I love a good provocative article to get my juices flowing and my heart rate up. Check out this well-written piece from the Washington Post, which is not, as the title might suggest, an elegy for cookbooks and recipes, but instead is conjecture about technology’s impact on traditional cooking. Chef and Food Channel personality Tyler Florence waxes prophetic in this article and says that recipes are dead: “the same way paper maps are dead.” The story goes on to say that Florence “had signed on with what he says will be the kitchen equivalent of GPS. He joined Innit, a start-up building a ‘connected food platform’ — connecting the smart kitchen with software that aims to personalize and automate cooking.”
I find all of this a bit alarmist, like a proclamation that oil painting is dead simply because we have digital art software. While new mediums can extend an arts or science genre and provide innovative ways to access traditional methods and results, the appeal and value of classic, time-honored approaches are not diminished. In fact, they are more sought-after and prized as shortcuts become commonplace. Case in point: if you’re a serious cook, wouldn’t you rather make your own stock than use sodium-laced canned broth? Cookbooks and recipes tell you how to do it, in fail-proof detail.

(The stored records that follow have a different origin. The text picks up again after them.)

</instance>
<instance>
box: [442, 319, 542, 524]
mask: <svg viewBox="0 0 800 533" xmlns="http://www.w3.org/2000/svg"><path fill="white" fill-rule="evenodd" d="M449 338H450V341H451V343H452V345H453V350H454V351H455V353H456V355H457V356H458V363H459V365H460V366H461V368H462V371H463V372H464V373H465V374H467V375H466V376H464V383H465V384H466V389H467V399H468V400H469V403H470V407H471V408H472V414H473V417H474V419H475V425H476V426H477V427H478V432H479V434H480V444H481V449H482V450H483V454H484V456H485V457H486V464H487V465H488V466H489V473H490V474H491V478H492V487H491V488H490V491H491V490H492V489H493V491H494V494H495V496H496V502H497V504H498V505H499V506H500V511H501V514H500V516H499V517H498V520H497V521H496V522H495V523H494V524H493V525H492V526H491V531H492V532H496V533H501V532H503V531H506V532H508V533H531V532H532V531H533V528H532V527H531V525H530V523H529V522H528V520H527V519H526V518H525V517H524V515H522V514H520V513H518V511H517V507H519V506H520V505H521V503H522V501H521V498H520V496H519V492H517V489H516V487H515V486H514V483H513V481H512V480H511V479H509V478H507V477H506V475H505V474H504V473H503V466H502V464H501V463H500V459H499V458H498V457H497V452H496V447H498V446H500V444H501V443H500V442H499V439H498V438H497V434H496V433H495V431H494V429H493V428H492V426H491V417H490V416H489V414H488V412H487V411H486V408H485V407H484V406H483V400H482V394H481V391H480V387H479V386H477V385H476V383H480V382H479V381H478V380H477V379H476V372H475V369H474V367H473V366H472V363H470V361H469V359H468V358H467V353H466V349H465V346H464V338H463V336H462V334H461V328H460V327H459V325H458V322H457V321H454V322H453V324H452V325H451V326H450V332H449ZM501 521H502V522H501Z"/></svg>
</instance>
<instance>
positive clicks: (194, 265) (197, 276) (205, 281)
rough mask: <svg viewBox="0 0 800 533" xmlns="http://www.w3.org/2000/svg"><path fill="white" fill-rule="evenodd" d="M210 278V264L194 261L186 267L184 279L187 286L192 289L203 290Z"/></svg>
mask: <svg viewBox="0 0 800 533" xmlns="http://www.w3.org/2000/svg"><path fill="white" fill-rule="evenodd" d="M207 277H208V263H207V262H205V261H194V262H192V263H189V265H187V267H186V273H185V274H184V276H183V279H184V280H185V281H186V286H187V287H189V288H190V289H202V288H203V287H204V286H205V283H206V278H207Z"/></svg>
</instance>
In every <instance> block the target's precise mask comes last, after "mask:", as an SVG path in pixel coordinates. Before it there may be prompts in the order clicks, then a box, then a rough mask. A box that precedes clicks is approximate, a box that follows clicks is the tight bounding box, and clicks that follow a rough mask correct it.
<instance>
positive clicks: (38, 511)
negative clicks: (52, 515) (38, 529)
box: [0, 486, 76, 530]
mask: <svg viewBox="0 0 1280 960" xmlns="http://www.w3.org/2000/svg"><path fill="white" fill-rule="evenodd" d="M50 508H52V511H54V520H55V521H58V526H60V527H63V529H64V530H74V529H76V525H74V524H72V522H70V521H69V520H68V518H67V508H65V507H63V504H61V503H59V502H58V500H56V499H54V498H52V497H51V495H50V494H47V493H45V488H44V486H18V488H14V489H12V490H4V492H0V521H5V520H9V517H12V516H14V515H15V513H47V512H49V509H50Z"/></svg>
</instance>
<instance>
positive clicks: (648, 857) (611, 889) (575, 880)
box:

Having said all this (vehemently!), the article is a good read, and I like one of the major themes, which is that experimentation while cooking is important. But for me, the recipe has an important place as a good starting point, a baseline against which you can create your own riff like a jazz musician taking a solo during an American songbook tune that’s been around for 80 years. The form of the tune provides a foundation for the improvisation – just like the recipe provides a springboard for your improvisational culinary art.
Says the article: New apps aim to help you — and your connected kitchen — make highly customizable dishes without traditional instruction.